À ces niveaux, l’autoreprésentation devient périlleuse : règles de preuve complètes, interrogatoires, expertises, risques de condamnation aux frais. La question n’est plus de savoir si un avocat est permis, mais si vous pouvez vous permettre de vous en passer. Ces repères demeurent de l’information générale : seul un avocat qui examine vos faits peut confirmer le forum approprié et la viabilité du recours.
Oui, à condition d’avoir compté au plus 10 personnes liées par contrat de travail pendant les 12 mois précédant la demande. Ce critère vise l’accessibilité pour les très petites entreprises et les travailleurs autonomes. Une société qui dépasse ce seuil doit s’adresser à la Cour du Québec par la voie ordinaire ou simplifiée, où la représentation par avocat redevient permise.
Les frais de dépôt se situent environ entre 100 $ et 300 $, selon le montant réclamé et le statut du demandeur. La partie perdante rembourse en règle générale les frais judiciaires de la partie gagnante. La médiation, elle, ne coûte rien : le ministère de la Justice paie les honoraires du médiateur jusqu’à concurrence de 3 heures, que la démarche soit volontaire ou obligatoire.

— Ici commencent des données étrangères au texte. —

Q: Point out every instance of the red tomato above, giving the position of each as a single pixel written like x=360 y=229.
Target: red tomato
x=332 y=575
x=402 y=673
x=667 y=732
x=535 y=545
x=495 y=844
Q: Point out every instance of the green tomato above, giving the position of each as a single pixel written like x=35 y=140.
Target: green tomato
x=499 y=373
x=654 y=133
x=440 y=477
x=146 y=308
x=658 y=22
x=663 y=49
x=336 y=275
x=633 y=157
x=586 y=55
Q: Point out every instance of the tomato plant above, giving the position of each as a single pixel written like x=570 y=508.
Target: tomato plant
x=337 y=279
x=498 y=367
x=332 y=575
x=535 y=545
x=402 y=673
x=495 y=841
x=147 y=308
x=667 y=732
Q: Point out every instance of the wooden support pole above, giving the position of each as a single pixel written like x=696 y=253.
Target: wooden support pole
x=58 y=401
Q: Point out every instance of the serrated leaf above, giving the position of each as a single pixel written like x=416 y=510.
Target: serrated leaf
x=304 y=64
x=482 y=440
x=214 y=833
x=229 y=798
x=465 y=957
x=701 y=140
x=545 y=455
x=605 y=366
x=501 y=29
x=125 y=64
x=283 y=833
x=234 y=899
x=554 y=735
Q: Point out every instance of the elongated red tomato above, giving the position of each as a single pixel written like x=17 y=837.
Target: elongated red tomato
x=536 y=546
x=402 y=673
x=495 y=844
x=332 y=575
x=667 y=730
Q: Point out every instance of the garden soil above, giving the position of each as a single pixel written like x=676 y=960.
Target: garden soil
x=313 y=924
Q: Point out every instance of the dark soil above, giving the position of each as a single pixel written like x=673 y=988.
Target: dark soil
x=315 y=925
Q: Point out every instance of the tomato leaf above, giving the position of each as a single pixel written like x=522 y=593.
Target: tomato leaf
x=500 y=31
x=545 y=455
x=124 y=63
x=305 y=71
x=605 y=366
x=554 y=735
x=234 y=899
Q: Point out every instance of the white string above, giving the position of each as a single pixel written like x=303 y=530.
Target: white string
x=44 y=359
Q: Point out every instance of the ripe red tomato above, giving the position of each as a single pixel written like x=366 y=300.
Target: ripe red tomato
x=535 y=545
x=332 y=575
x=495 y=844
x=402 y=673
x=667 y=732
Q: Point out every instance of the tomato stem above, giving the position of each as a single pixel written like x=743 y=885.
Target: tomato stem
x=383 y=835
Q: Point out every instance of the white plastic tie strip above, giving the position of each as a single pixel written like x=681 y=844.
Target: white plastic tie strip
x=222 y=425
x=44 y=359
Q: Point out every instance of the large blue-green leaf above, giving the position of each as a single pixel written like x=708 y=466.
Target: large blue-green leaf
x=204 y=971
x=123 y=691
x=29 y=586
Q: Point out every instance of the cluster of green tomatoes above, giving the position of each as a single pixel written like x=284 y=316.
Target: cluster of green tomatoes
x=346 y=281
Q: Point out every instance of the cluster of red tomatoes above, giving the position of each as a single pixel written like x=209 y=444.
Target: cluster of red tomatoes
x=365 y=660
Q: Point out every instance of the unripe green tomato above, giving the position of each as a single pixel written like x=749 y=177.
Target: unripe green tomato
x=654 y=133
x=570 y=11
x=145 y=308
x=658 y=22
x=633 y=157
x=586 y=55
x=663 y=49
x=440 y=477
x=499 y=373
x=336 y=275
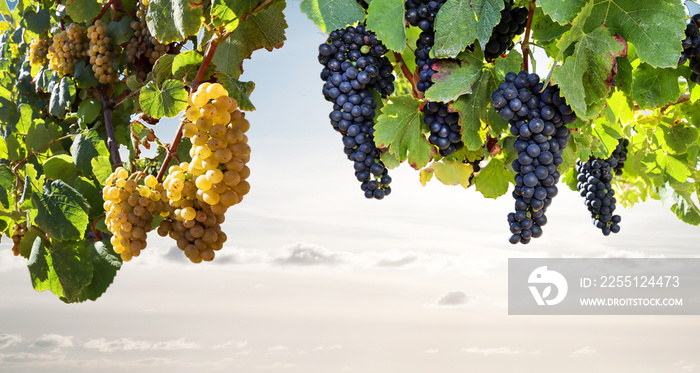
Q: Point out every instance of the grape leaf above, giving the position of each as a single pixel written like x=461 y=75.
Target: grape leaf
x=62 y=97
x=60 y=167
x=450 y=172
x=86 y=147
x=679 y=137
x=655 y=87
x=460 y=22
x=492 y=181
x=561 y=11
x=399 y=129
x=454 y=77
x=330 y=15
x=472 y=108
x=654 y=27
x=264 y=29
x=167 y=101
x=386 y=19
x=174 y=20
x=106 y=263
x=186 y=65
x=82 y=10
x=64 y=269
x=61 y=211
x=238 y=90
x=586 y=76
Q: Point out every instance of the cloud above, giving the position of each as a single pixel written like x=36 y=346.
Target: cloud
x=493 y=351
x=688 y=367
x=52 y=341
x=307 y=255
x=230 y=343
x=455 y=299
x=24 y=357
x=582 y=351
x=127 y=344
x=7 y=340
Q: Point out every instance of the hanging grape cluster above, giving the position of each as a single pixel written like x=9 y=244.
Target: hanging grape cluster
x=199 y=192
x=537 y=116
x=691 y=48
x=18 y=231
x=143 y=49
x=68 y=48
x=102 y=53
x=129 y=210
x=594 y=184
x=354 y=61
x=39 y=50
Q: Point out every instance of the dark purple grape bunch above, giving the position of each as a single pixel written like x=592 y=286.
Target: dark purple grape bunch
x=445 y=131
x=594 y=184
x=691 y=48
x=421 y=13
x=538 y=116
x=619 y=156
x=353 y=60
x=513 y=23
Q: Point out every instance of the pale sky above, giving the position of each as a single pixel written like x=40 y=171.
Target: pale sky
x=315 y=278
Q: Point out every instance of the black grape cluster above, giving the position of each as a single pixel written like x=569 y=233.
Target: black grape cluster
x=594 y=183
x=445 y=131
x=537 y=115
x=422 y=13
x=513 y=21
x=354 y=61
x=691 y=48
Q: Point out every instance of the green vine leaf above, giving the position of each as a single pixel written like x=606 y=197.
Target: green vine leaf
x=174 y=20
x=167 y=101
x=399 y=128
x=62 y=212
x=263 y=29
x=330 y=15
x=386 y=19
x=460 y=22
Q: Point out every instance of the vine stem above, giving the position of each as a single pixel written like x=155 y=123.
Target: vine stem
x=526 y=41
x=206 y=62
x=407 y=73
x=111 y=141
x=22 y=161
x=104 y=10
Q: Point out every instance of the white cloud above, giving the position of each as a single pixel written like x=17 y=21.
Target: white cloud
x=7 y=340
x=127 y=344
x=230 y=343
x=493 y=351
x=306 y=255
x=688 y=367
x=278 y=348
x=53 y=341
x=587 y=350
x=455 y=299
x=25 y=357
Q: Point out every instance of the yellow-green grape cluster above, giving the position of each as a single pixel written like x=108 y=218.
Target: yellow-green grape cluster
x=39 y=50
x=142 y=41
x=219 y=150
x=193 y=224
x=18 y=231
x=129 y=210
x=68 y=48
x=102 y=53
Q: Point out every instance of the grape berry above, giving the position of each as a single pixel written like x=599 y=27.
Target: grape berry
x=354 y=61
x=537 y=115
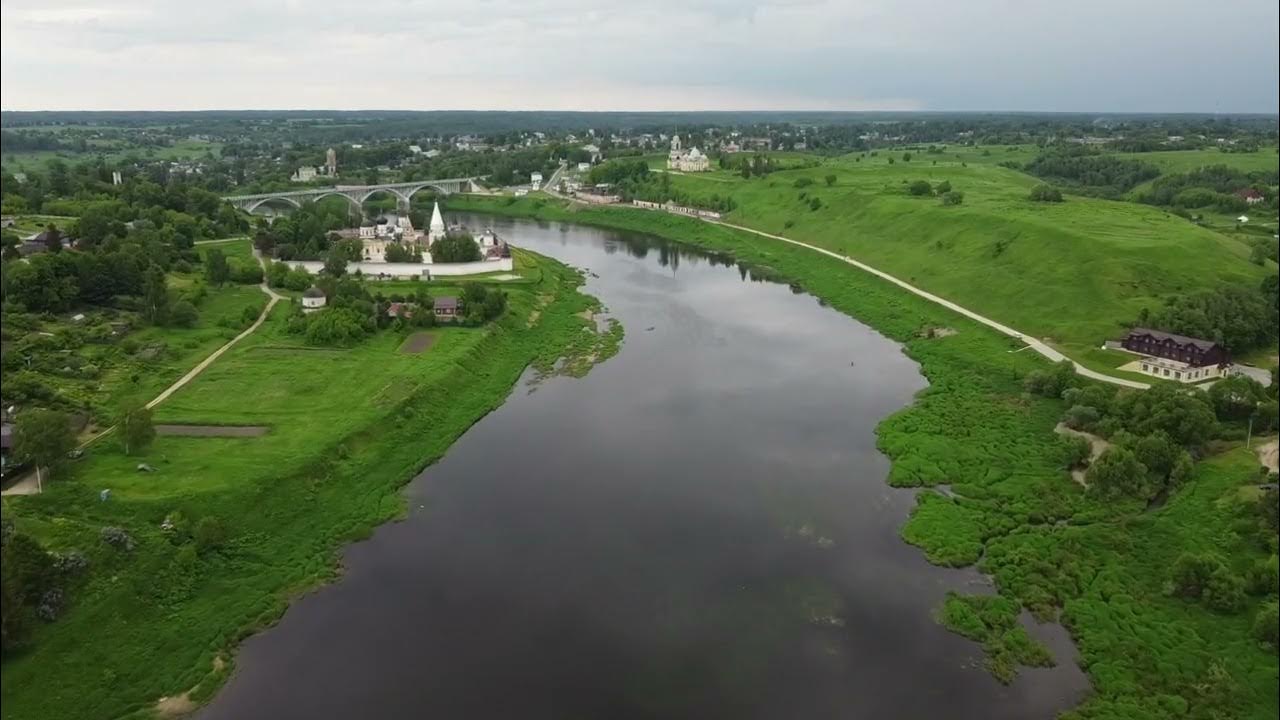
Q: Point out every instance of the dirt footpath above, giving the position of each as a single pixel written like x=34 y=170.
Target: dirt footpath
x=213 y=431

Les délais moyens oscillent entre 6 et 15 mois selon le district judiciaire, parfois davantage dans les greffes les plus sollicités. Vous recevrez l’avis d’audience au moins six semaines avant la date fixée. La médiation obligatoire pour les dossiers de 5 000 $ et moins vise précisément à raccourcir ce parcours en réglant une partie des litiges sans juge.
Oui, et la distinction est capitale : l’avocat ne peut pas parler pour vous à l’audience, mais il peut tout faire avant. Évaluer vos chances, structurer la preuve, préparer votre argumentaire, anticiper la défense adverse. Beaucoup de dossiers se gagnent ou se perdent sur cette préparation. Une consultation ponctuelle coûte une fraction du montant réclamé et change souvent la qualité de la présentation.
Quinze mille dollars, c’est le prix d’une voiture d’occasion ou d’une rénovation moyenne : les litiges de cette taille touchent tout le monde, pas seulement les entreprises. La Division des petites créances offre un cadre où les défendre debout, seul, à condition d’arriver préparé. Entre la mise en demeure initiale, le choix du bon forum, la médiation et la constitution de la preuve, chaque étape franchie avec méthode augmente concrètement vos chances devant le juge, ou mieux, vos chances de régler avant lui. Le tribunal accessible récompense rarement l’improvisation.